4. Legal and institutional limits — what § 515 does not automatically do
Although § 515 is broad, it is not a free-for-all: it requires specific direction by the Attorney General (text) and is shaped by other statutory schemes and DOJ regulations that govern appointment mechanics, delegation and oversight [1] [3] [4]. Separate statutory authorities — such as those creating independent-counsel mechanisms in past eras — provide different scopes of independence and funding; the independent-counsel frameworks are distinct from the internal § 515 appointments and historically vested different powers and institutional insulation [10]. The sources provided do not catalogue every instance of § 515’s use, nor do they litigate constitutional limits; reporting here is limited to statutory text, DOJ OLC and administrative descriptions [1] [9] [8].

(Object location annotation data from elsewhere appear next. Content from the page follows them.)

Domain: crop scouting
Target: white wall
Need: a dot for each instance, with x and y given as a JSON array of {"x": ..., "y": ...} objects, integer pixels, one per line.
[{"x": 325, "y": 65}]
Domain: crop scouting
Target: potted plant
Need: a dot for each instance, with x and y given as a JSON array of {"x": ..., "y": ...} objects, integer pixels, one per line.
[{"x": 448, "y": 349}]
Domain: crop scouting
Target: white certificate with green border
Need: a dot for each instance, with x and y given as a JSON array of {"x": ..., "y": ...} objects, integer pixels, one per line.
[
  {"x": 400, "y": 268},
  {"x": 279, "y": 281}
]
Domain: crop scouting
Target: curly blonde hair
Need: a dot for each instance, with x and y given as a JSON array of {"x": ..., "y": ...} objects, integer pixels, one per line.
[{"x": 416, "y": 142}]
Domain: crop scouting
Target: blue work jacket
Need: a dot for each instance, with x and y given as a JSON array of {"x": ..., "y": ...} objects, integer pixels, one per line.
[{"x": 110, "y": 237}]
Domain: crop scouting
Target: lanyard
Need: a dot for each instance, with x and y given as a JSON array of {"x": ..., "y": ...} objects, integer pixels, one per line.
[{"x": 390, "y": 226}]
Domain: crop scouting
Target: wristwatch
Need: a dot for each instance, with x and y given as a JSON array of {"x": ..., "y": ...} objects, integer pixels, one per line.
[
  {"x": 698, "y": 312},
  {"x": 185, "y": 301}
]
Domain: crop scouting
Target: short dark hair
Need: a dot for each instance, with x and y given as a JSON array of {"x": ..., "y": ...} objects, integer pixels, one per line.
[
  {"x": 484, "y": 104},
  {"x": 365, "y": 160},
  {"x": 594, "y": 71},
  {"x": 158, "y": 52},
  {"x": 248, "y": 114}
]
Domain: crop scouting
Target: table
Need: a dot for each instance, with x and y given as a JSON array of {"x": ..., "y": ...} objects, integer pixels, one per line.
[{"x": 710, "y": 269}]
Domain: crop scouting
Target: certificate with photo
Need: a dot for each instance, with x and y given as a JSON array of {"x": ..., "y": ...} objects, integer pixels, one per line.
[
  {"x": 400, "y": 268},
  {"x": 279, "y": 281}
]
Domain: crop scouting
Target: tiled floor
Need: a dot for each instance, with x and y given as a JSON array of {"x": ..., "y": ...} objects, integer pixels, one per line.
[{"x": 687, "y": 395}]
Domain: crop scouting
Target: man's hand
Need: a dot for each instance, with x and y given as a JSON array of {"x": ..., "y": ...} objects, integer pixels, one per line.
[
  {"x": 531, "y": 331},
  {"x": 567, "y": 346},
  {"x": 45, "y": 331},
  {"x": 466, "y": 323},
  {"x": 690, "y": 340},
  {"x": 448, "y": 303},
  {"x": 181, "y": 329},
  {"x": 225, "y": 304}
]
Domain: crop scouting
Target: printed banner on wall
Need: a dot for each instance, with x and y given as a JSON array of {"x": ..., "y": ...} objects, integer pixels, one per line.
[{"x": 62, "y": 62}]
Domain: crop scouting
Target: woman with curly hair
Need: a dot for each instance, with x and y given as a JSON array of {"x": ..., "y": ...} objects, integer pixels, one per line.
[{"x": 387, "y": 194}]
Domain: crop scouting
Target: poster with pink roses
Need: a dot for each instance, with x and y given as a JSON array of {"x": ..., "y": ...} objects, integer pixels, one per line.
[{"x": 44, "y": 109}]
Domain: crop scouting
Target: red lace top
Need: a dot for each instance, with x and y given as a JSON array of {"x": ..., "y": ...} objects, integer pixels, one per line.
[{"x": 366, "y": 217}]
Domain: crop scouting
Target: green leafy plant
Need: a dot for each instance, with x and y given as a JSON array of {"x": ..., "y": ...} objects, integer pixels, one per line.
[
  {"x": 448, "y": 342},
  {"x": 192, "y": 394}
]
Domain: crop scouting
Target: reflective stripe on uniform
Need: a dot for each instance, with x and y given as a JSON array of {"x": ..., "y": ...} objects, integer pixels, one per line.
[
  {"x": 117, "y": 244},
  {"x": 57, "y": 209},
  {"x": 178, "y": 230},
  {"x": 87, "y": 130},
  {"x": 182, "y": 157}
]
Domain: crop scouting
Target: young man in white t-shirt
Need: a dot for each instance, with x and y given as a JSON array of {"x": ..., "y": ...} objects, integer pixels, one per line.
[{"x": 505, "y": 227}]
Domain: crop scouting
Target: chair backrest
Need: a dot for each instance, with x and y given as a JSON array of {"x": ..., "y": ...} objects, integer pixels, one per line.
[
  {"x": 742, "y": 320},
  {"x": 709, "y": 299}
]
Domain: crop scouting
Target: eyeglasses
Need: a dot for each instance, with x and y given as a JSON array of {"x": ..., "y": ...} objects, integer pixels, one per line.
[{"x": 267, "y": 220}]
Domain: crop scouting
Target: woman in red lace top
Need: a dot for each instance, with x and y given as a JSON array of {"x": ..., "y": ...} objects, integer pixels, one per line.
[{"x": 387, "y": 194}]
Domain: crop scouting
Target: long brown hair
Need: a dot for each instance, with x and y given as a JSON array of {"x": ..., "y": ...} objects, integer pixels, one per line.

5. Debates, transparency and potential concerns
Supporters argue § 515 supplies necessary national flexibility for the Department to marshal expertise and to ensure continuity when local resources are unavailable, a point reflected in DOJ regulatory delegations and OLC reasoning that the statute provides requisite authority [3] [9]. Critics, whose concerns are backgrounded in public debate though not itemized in the provided sources, typically warn that out-of-district appointments can erode local U.S. Attorney prerogatives, complicate accountability, or be used for politically sensitive prosecutions; those critiques are not exhaustively documented in the material at hand and would require case-by-case empirical review beyond these statutory and advisory texts [1] [8]. The record does show, however, that DOJ has long used § 515-related delegations in ways that balance centralized direction with internal procedures for designation and oversight [3] [4].